June 16, 2016
There are several fundamental problems with using biometrics such as fingerprints, facial recognition etc for authentication. It’s even more problematic when encryption is involved.
There are two major problems with using biometrics for authentication.
- If there is no other human actually watching you ‘apply’ the biometric, it’s really hard to ensure that the biometric is really attached to the real person. Think 3D-model of face, or chopped off thumb :-( .
- You can’t change your face or your fingerprint, and it’s not a secret, so once that knowledge is in the wrong hands it’s a technological arms race against physical and electronic spoofing devices such as fake thumbs or thumbprint reader bypass technology just to name a few. You’re for ever stuck with your face and your fingers.
This makes it pretty clear that pure biometric authentication is only suitable when the asset being protected is of sufficiently low value that an attacker will not find the cost and risk of bypassing it worthwhile.

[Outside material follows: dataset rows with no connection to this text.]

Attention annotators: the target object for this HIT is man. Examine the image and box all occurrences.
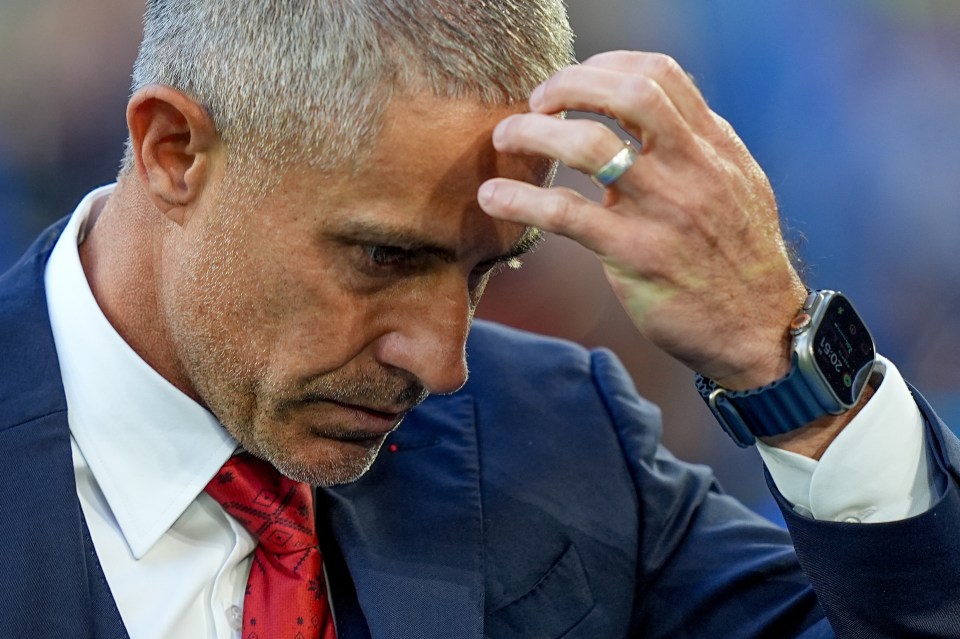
[0,0,960,639]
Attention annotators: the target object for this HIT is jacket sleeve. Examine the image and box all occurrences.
[592,350,834,639]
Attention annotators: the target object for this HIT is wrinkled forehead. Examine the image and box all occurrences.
[362,95,554,192]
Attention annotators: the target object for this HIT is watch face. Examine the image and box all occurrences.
[813,295,876,406]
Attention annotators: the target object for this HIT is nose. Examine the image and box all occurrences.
[377,282,473,394]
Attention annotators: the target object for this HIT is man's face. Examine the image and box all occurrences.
[161,98,546,485]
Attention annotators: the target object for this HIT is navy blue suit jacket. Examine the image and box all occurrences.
[0,222,960,639]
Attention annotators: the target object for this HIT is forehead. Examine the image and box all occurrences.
[290,97,550,254]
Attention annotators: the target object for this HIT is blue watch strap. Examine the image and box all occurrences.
[696,354,829,448]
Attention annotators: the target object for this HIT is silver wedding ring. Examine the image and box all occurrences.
[590,140,637,189]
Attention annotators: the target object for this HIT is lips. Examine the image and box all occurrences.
[329,401,410,440]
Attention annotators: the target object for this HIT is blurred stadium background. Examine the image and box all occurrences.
[0,0,960,519]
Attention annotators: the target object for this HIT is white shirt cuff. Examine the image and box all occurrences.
[757,357,935,523]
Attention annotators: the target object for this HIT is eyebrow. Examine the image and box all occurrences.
[326,220,544,264]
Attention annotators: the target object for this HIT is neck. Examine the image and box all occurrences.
[79,175,196,399]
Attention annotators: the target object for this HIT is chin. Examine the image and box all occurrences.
[265,439,383,488]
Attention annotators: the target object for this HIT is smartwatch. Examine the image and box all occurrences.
[696,291,876,448]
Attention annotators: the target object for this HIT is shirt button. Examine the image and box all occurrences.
[226,606,243,630]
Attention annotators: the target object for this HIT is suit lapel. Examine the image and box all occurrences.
[0,223,127,639]
[320,395,484,639]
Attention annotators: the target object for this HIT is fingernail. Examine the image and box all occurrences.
[493,120,507,145]
[477,182,497,209]
[530,84,544,111]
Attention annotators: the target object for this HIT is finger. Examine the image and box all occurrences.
[530,66,692,151]
[477,178,619,252]
[493,113,626,179]
[582,51,711,129]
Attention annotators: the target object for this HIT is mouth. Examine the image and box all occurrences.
[317,400,411,444]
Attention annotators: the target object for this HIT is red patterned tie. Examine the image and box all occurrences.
[206,453,336,639]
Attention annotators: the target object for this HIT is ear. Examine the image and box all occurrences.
[127,84,220,225]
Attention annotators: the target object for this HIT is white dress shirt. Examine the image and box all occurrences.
[46,187,256,639]
[46,186,932,639]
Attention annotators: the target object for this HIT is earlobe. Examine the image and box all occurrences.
[127,85,219,225]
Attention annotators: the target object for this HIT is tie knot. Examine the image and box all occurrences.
[206,453,317,554]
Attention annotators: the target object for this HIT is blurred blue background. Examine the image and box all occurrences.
[0,0,960,517]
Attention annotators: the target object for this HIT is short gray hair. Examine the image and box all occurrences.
[124,0,573,175]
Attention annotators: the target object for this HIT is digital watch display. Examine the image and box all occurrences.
[697,291,876,446]
[791,291,876,413]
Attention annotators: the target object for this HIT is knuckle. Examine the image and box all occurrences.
[645,53,686,78]
[613,76,659,112]
[544,190,576,231]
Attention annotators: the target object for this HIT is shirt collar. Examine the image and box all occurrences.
[45,185,237,559]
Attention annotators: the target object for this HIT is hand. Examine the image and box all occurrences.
[478,51,806,389]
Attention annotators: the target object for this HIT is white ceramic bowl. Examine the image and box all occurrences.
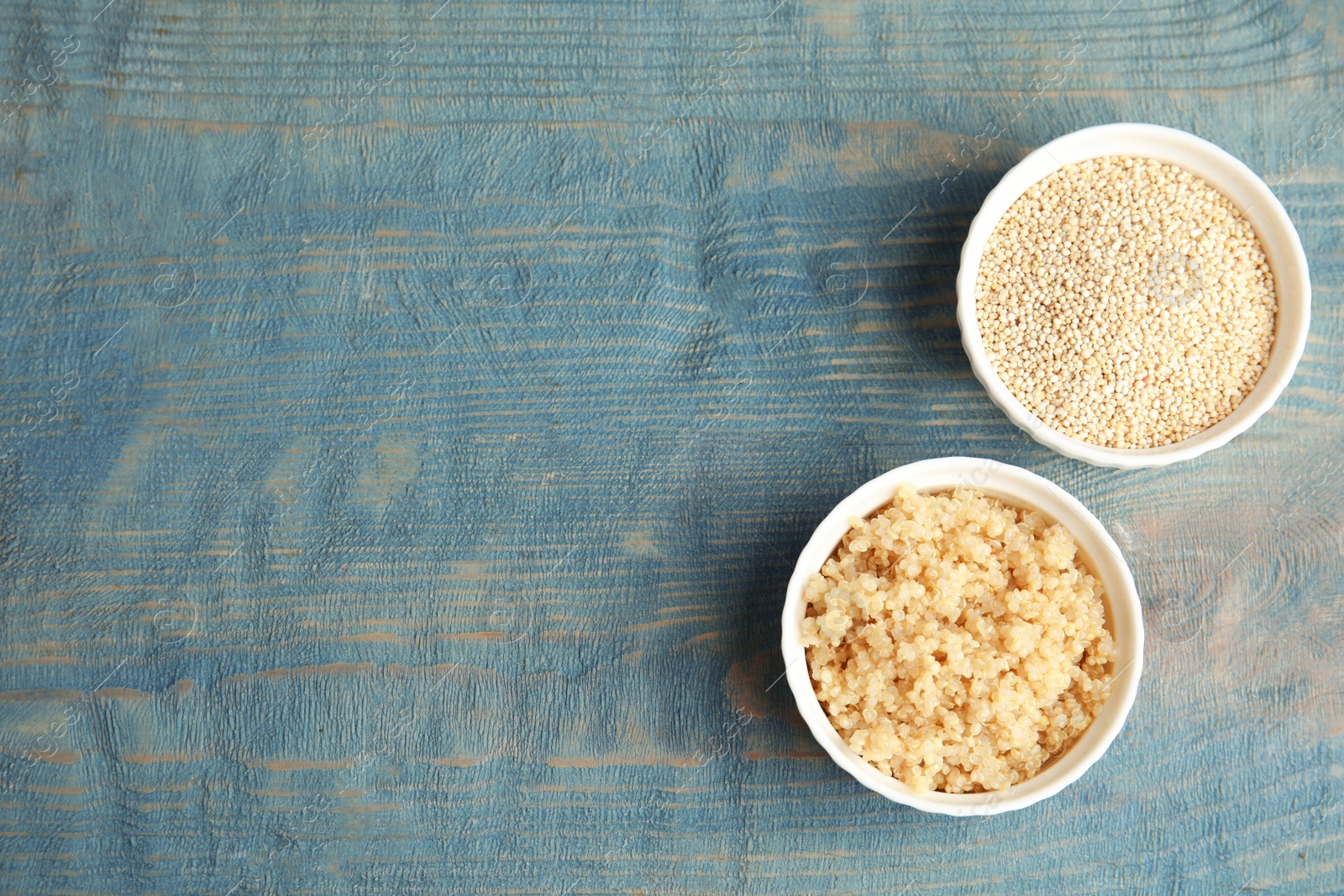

The current trend of incorporating fingerprint authentication in mobile devices is troubling. The value represented by a modern mobile device, including the assets potentially reachable indirectly such as online accounts, could easily make spoofing worthwhile. In some parts of the world it does not require too much imagination to envision people being robbed not only of their phones as today, but of a fingertip at the same time tomorrow.
We already have a situation where identity theft is a major headache. But this can actually be handled, even if the process is hampered by outdated systems and laws. If biometrics continue to gain headway, we may get a group of people who will never fully integrate into society since their biometrics once stolen can never by recovered or changed. The theft may occur individually, or from corporate or government databases.
While the likelyhood of a national or corporate fingerprint database leaking is perhaps low, it’s not zero. With time it will happen. Once it’s happened it can never be undone.
A stolen password on the other hand, is comparatively trivial to change.
Biometrics for encryption
Quite frequently we get requests for integrating various forms of biometrics into AxCrypt instead of, or as complements to the password. The problem here is that properly designed encryption systems assume an attacker has huge resources and full knowledge of everything. Except one single piece of information: the decryption key. This is all that must be kept secret, and it must also be kept secret. Everything depends on this key being secret. In AxCrypt terms the password is ultimately the key that must be secret.
A fingerprint is unique, but it is not secret and it cannot be changed. It is entirely unsuitable to use directly or indirectly as an encryption key.
It is possible to do what mobile device manufacturers do, to use internal trusted hardware as the guardian of the secret keys which will only release the secrets if authenticated by for example a fingerprint. This is how Apple Touch ID works. But, remember the caveats of biometric authentication mentioned above. The internal trusted hardware can always be fooled by a sufficiently well made device or artifact, and frequently the required fingerprint is even found all over the device itself!
Svante, Developer and Co-Founder AxCrypt AB.